First of all, I think there is plenty of literature out there exploring whether or not moderately trained athletes achieve superior adaptation from a few hours of high intensity training or a few hours of sub-VT1 steady state. So you can get a clear answer to that question with a cursory review via pubmed.

Second of all, the Special Case, if the athlete in question is largely untrained or mostly de-trained then for the first few weeks JRA will do just fine. Just get out on the bike. You’re going to see fitness gains. Whether you ride Z2 or throw in some more structured intensity.

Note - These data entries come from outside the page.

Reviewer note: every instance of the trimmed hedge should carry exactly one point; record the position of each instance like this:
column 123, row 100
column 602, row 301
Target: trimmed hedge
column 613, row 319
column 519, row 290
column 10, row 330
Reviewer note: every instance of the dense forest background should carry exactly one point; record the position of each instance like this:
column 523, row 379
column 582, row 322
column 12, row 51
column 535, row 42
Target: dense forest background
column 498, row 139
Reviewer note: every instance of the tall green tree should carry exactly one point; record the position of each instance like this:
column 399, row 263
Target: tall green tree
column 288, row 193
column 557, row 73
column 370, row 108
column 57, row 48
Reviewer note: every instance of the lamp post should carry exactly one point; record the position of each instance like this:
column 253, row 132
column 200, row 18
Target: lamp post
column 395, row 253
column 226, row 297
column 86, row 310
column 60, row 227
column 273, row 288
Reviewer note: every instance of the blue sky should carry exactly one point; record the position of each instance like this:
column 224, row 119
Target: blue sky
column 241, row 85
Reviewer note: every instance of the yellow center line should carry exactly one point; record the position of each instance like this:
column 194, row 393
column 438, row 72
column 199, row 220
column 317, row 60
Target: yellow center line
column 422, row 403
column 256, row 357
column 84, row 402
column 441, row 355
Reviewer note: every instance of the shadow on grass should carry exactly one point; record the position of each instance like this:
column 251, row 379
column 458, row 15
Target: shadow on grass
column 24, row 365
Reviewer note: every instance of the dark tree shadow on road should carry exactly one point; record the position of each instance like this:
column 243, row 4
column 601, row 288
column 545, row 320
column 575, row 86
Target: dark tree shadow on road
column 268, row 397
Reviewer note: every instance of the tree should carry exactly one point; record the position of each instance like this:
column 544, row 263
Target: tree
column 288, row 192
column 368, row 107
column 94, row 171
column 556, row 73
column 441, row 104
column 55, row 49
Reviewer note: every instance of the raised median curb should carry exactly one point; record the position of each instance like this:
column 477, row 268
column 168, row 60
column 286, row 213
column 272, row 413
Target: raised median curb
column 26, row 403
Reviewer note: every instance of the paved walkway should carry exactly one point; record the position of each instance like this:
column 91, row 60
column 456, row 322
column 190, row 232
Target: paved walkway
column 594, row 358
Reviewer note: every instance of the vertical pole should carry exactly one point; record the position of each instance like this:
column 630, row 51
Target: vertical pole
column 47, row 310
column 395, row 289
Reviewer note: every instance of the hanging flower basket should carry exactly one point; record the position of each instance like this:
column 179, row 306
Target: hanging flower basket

Eventually you get to the end of that rope & the athlete requires something more to stimulate adaptation. Add some structured intensity. You can continue to turn up the ‘add intensity’ knob and reap some gains all the way up to 6, 7, 8 hours of structured intensity work a week. If you think you can’t achieve enough fitness in this manner to do large events…then WTF are you doing on this forum? Ha! :rofl: That’s practically a TR Proverb…you don’t need long hours to do long events. (of course my pos’n has always been that’s true but you need to do some long hours to DO YOUR BEST at long events)

Now we are at the end of the G.U.T. Special Case. :smiley: If the athlete wants to continue progressing, adding intensity gets dicey. Some can go all Zatopek on it and continue adding additional hours of interval work. Most can’t. So you have to find hours on the bike that induce adaptation but not overtraining.

The thing that provides enough stimulus to induce adaptation but not so much stimulus that the athlete can’t recover…that thing is sub-LT1 training. You can do a lot of that which is good because it takes a lot. So keep the 6,7,8 hours of structured interval work & start adding sub-LT1 training.